I started recording the books I’d finished in a basic Word document – alphabetical by author, then the title of the book. Soon I added the date I finished the book, and a little bit later I added a rating.
I have never once regretted keeping these records; if anything I wish I’d started sooner.
But what’s the advantage? Well, I started it because at the time I was reading a lot of mystery series, and I found it hard to remember where I was in each series – had I read book #3, or was it #4 I just finished? You’d think it’d be simple to remember if I read a book or not, but I found that with series fiction, so much of it stayed the same that the snippets of plot information I could find on the book’s cover wasn’t enough to always help. Then add in familiarity based on detailed reviews or discussions (I was part of an online mystery book club at the time), or even preview chapters included in the previous book and it all resulted in it being way more brain power than I wanted to expend when a few moments of record-keeping could avoid it.

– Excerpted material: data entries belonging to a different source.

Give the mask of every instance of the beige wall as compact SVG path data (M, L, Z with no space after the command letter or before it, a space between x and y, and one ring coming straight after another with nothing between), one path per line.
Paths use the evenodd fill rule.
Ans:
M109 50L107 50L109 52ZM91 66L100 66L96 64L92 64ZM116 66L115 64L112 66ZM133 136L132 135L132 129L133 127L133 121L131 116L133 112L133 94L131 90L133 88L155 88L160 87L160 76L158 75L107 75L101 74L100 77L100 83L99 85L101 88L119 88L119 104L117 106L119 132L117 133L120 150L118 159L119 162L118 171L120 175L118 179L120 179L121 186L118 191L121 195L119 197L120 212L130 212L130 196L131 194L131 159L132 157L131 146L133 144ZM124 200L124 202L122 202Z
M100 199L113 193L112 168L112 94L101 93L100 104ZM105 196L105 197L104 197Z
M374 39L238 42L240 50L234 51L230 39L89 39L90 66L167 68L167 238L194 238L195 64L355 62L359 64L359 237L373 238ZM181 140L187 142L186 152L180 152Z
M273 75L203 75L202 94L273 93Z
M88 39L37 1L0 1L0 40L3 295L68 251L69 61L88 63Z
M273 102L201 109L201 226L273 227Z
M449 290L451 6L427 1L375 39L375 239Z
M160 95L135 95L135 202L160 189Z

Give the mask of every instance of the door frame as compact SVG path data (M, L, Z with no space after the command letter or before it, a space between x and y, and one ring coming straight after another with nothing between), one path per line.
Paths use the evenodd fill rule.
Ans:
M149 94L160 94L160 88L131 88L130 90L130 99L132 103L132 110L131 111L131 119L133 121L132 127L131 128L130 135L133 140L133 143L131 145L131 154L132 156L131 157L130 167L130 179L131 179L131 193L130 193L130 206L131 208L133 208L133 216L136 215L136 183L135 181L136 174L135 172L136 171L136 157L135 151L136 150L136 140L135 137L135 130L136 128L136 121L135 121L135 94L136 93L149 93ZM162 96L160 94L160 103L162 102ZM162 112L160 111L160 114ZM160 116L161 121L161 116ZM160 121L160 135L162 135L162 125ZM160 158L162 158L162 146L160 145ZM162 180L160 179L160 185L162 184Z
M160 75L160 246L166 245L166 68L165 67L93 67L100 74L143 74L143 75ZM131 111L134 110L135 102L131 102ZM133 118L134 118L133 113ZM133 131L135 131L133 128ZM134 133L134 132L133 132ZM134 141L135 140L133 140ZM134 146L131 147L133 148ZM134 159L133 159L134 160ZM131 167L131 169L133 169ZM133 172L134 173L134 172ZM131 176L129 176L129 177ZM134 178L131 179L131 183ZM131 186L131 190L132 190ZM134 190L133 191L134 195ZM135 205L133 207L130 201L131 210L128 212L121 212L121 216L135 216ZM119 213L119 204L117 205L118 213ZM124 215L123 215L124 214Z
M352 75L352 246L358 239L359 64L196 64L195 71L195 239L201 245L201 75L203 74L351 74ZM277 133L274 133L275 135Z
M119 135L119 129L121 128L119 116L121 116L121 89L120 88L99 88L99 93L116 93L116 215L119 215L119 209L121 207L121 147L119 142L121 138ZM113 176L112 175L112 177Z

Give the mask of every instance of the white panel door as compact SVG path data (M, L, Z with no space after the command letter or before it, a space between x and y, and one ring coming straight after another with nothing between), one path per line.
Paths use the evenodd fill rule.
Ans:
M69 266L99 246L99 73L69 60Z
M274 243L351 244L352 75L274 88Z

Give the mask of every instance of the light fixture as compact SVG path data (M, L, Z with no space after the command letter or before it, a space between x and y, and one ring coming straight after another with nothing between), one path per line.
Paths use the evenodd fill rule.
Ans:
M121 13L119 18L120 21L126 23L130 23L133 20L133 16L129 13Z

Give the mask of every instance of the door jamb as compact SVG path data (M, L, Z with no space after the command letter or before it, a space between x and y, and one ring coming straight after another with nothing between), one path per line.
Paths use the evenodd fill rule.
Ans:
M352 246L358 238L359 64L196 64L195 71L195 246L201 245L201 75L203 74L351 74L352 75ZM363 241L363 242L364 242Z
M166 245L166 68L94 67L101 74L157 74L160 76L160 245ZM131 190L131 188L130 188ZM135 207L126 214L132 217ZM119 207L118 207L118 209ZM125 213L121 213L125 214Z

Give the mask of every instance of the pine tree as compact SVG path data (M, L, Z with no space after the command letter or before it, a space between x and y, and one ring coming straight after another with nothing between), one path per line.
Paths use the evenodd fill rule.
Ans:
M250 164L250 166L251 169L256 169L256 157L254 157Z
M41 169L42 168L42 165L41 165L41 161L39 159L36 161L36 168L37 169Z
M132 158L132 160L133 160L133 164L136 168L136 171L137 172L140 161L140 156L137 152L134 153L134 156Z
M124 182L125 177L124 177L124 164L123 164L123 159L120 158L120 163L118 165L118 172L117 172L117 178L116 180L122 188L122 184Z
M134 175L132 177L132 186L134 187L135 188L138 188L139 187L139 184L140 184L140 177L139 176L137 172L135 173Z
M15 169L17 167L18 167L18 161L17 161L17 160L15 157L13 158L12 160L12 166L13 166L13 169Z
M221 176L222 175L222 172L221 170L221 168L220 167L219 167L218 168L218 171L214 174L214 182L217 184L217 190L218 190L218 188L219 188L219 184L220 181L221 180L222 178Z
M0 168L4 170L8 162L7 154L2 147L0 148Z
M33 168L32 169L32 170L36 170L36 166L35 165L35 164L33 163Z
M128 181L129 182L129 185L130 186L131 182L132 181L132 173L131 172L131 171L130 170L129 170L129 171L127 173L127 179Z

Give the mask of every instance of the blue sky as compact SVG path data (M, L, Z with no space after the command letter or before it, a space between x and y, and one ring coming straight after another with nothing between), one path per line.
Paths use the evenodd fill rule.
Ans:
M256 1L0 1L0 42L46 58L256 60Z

Since I’ve been tracking my reading for so long (since 1999) I’ve found other, unexpected advantages:
- It’s really easy to set reading goals. Do I want to read more of a certain type of book? It’s clear where my current reading has been lacking. Do I want to read more? Easy to know what, exactly, is “more.”

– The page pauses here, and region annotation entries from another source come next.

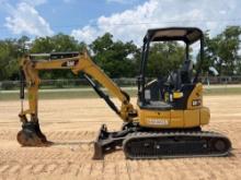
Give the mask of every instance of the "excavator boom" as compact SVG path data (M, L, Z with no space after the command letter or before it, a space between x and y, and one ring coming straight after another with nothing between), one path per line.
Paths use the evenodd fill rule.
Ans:
M45 60L34 60L36 57L48 57ZM103 98L112 110L123 119L124 122L131 122L137 116L136 110L130 104L129 96L123 92L105 73L91 60L88 52L64 52L64 53L41 53L30 55L21 61L21 92L20 97L22 100L22 108L19 115L22 121L22 130L18 134L18 141L24 146L43 146L49 145L44 133L41 131L37 116L37 104L38 104L38 86L41 79L38 72L42 70L54 70L54 69L68 69L74 74L80 72L87 79L89 84ZM117 107L106 95L97 84L92 80L94 79L105 87L110 94L122 103L120 107ZM28 109L23 109L24 99L24 86L27 86L28 93ZM30 115L30 119L27 119Z

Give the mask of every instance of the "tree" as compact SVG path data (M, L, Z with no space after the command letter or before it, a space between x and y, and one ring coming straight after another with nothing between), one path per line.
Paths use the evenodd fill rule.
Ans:
M31 52L65 52L65 51L82 51L85 48L84 43L78 43L73 37L69 35L58 34L53 37L39 37L36 38L31 48ZM74 79L69 70L51 70L50 72L41 71L43 79Z
M136 53L138 48L133 41L114 41L113 36L106 33L96 38L90 48L94 61L111 77L130 77L137 74Z
M229 26L214 38L206 37L205 58L219 75L240 74L240 26Z
M150 47L147 75L149 77L165 76L177 70L185 57L185 49L176 41L154 43Z

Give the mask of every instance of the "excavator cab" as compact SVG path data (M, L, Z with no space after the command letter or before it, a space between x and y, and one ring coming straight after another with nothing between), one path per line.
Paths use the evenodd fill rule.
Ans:
M167 76L159 76L148 82L147 67L152 43L183 41L185 57L177 70ZM199 43L199 62L194 69L191 60L191 45ZM187 99L198 83L200 65L204 59L204 36L194 27L170 27L149 29L144 38L140 75L138 79L138 106L140 109L186 109ZM171 63L171 62L170 62ZM195 71L195 74L194 74Z

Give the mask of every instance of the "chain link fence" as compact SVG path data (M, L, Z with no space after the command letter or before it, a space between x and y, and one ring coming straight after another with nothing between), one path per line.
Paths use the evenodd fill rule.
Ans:
M137 79L113 79L120 87L137 86ZM202 77L204 84L241 84L241 76L209 76ZM88 81L79 80L42 80L41 88L82 88L89 87ZM0 82L0 91L19 89L19 81L2 81Z

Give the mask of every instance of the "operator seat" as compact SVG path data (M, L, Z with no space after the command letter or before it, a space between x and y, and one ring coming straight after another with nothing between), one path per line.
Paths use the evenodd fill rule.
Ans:
M181 81L182 84L190 84L192 83L193 79L193 61L192 60L185 60L183 62L183 65L181 68Z

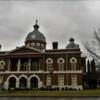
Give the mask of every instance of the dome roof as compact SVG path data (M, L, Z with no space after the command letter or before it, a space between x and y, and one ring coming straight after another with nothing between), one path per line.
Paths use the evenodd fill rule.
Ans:
M38 30L39 26L37 24L37 20L36 20L36 24L33 27L34 27L34 30L28 33L25 43L28 43L31 41L46 42L45 36Z
M66 46L66 49L79 49L79 45L74 43L74 38L69 39L69 44Z

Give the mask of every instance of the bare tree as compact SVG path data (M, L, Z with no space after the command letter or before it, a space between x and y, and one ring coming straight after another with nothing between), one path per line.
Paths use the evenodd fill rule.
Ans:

- It’s much easier to recommend books. I am terrible at thinking of readalikes off the top of my head. My memory is not good, and I read so many books that the particulars are often hard to remember. By keeping track, I don’t have to remember.
- I love being able to see how my reading has evolved over time. I love seeing how I’ve gone on reading jags, obsessing over particular topics. I love seeing how changes in my life have been reflected in my reading choices. I love being reminded of what’s made me think, made me cry, made me change.
- Keeping track of what I’ve read makes obvious my literary quirks. Makes clear my guilty reading pleasures. Makes clear when my interests have changed or I’ve flirted with a new hobby.
- I’m a stats-nerd, and I love being able to see metrics on my reading. What portion of fiction books do I read verses nonfiction? What was the longest book I read in 2008? Did I read more biographies this year than last? Is any of this information life-saving? No, but it’s fun for me. 🙂
This doesn’t even touch on the benefits of using Goodreads (or something similar; I keep saying Goodreads because it’s what I use, but there are other options) to keep track of books I want to read. That list can be sorted, and it’s been easy to add a separate shelf to track the books that my library offers as ebooks; when I want to borrow a book on my Kindle it’s easy to look at that shelf and find one.
And, I love love love that Goodreads has an “export” option. I semi-regularly export my data, just as a precautionary measure. If they were to close their site, I haven’t lost all the data I entered, and it’s in a standard format.
I’ll admit, it took a bit of time initially to get all of my data entered, but now the time to maintain it is minimal. If you’re not as ridiculous as me about entering a backlog of data, just entering books as you read them shouldn’t take long. It’s maybe 30 seconds to open the app, type in the ISBN and mark it as read. Add another 30 seconds if I want to add it to particular shelves or include the date that I finished it. So not a big deal, and so worth the effort.